Being a creditor is a thankless task. The worst offenders are governments, whose leaders constantly promise their peoples a free lunch, dinner, and more.
Argentina is a typical offender. One of the world’s richest nations at the end of World War II, the South American country embraced political authoritarianism and economic populism. In the most recent Economic Freedom of the World rating Argentina came in at 137 of the 152 nations rated.
The country’s worst measure is rule of law, which is reflected in its treatment of international creditors—and steadfast resistance to U.S. court rulings ordering Buenos Aires to pay its debts.
In 2001 Argentina defaulted on nearly $100 billion in debt. The Argentine people essentially had a wild party and woke up with a hangover. Their first reaction was to stiff the fools who had extended credit.
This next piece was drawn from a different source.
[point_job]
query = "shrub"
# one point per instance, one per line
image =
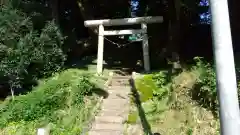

Owners of roughly 93 percent of the debt gave in and restructured their paper, accepting huge write-offs.
But a few creditors, including NML Capital and Aurelius Capital Management, refused to concede. These creditors argued that Argentina should abide by its contract, which required it to obey U.S. court rulings.
Naturally, Argentina’s government cried foul, complaining about the violation to its sovereignty—after it enthusiastically sought (and spent!) the foreigners’ money. The politicians who wrecked the Argentine economy called the hedge funds “vultures.”
However, Buenos Aires didn’t prepare for tough American judges. As I noted in Forbes.com:
Although Argentine politicians can dispense with the rule of law in their home country, they cannot so easily ignore legal rules overseas. With the bonds issued under New York law, disgruntled creditors won more than 100 court judgments ordering Buenos Aires to pay up.
Last year’s federal district court judgment, NML Capital Ltd. v. Republic of Argentina in New York—upheld on appeal in February—prohibited Argentina from paying holders of restructured debt without paying off those holding original bonds. Buenos Aires sought review by the Supreme Court. But in early October the high court refused to grant of a writ of certiorari to take the case. Last week NML and Aurelius filed a motion in the appellate court requesting that it lift its stay of Judge Griese’s ruling, allowing enforcement against Argentina.
Misguided is support for Buenos Aires, particularly from those purporting to speak on behalf of the poor at home and abroad. For instance, after the Supreme Court said no to review the Jubilee USA Network Executive Director Eric LeCompte declared: “The faith community is saddened by the high court’s decision.”
However, no one forced the Argentine government to borrow money. No one forced the Argentine government to waste the money that it borrowed. And no one forced the Argentine government to default. Argentina’s economic problems originate in government offices in Buenos Aires, not hedge fund offices in New York.
Indeed, politicians in Buenos Aires are the true vultures. One can argue about proper standards for international debt restructuring. But the rule of law is the best and, indeed, usually the only effective protection for the poor.
Those who are wealthy and influential do well in any system. Redistributionist economic policies ensure that only the well-connected prosper.
Buenos Aires’ lawlessness puts everyone else at risk. Five years ago the Kirchner government confiscated nearly $30 billion in private retirement assets to raise cash.
The only consistent protection against rapacious politicians is the rule of law. Obviously the legal process doesn’t always work well, but as Judge Griese proved in ruling for private creditors, with independent courts vulture politicians don’t always win.
The New York legal battle is esoteric—but matters for all of us. Despite so much amiss in Washington, the Argentine debt case reminds us that the rule of law remains alive in the United States.